Prepare yourselves . . . for sarcasm.
The Cyprus deposit theft is egregious. Anyone who read what I wrote yesterday knows this is bad and that natural gas as bailout collateral would have been a far less damaging option. If you read about what I did with my money today, you'll know I believe this bailout-theft is a marker on the road to the euro's dissolution. Eurocrats wargamed the tamest possible parameters in their bank stress tests because they are afraid to model a six-sigma event like a retail bank run or a chained series of popular revolts.
The IMF's push for a European banking union is an effort to close the barn door after the horses have escaped and the barn has caught fire.

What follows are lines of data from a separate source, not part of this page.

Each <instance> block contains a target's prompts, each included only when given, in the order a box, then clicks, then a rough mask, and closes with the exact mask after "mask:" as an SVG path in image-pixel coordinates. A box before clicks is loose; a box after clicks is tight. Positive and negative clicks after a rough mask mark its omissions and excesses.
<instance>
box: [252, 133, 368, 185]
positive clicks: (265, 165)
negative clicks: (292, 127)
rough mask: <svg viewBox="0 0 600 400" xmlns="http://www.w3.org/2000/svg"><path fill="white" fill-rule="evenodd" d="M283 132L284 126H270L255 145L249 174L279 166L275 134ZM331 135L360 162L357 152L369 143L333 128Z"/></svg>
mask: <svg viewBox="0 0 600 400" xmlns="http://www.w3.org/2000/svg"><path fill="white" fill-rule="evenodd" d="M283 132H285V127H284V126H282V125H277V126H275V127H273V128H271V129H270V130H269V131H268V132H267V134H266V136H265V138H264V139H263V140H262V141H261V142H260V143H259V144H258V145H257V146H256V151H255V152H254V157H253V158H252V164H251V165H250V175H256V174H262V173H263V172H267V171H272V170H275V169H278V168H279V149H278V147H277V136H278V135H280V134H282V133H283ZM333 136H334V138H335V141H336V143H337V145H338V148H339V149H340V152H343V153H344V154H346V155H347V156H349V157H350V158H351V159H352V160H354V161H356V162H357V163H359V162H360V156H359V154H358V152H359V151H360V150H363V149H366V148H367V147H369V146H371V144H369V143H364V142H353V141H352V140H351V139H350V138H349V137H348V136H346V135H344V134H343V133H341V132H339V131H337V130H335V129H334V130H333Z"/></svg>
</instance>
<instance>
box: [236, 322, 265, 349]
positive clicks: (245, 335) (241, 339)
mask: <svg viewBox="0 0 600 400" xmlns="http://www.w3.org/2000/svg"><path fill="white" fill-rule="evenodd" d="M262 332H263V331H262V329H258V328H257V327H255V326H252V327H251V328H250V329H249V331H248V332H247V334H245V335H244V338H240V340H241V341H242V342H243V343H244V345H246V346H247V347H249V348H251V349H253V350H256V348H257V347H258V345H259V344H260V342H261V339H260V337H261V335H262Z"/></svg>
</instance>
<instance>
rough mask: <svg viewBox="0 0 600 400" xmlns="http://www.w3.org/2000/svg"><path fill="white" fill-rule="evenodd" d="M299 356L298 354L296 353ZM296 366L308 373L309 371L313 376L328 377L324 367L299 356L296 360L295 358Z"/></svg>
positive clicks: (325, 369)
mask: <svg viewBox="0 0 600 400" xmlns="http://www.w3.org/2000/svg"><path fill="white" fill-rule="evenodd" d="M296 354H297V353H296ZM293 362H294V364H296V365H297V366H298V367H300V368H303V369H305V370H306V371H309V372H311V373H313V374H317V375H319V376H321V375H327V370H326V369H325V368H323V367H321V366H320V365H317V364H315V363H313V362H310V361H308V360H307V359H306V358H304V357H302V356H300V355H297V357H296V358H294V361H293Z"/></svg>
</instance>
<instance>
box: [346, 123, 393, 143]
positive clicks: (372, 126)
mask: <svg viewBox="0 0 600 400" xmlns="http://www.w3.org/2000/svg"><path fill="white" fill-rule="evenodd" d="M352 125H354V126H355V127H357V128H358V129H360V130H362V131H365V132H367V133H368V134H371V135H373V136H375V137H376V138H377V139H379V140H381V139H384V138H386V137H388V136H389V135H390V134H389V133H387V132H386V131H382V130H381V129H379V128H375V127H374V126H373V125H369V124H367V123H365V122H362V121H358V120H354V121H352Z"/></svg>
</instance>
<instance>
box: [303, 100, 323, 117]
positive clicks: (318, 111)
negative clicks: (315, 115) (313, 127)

There may not be much of a European banking system left after the events set in motion by the Cyprus debacle this week have run their full course. The IMF might have more credibility if it renamed itself "Impossible Missions Force" because that is the task it is setting for itself.
Stupid institutional investors rushed into U.S. Treasuries out of fear. The point of seeking security from deposit confiscation in an asset class that cannot keep up with inflation escapes me. Professional money managers will be stuck on stupid until their portfolios are devastated and they are starving in the street.
It's cute that young students want relationship management roles in financial services. I'd tell them that wealthy clients don't want them but the youngsters won't listen. The only relationships most of them will handle in a wealth management office involve answering phones and fetching coffee. Clients want one and only thing from a relationship manager, and that is wealth. Whipper-snappers fresh out of college don't have wealth unless they come from wealthy families, in which case they will be handed all the relationship management work they ever wanted without lifting a finger. Mommy and daddy's little broker makes the country club geezers proud.
Are you prepared yet? Don't answer me. Just prepare for more sarcasm.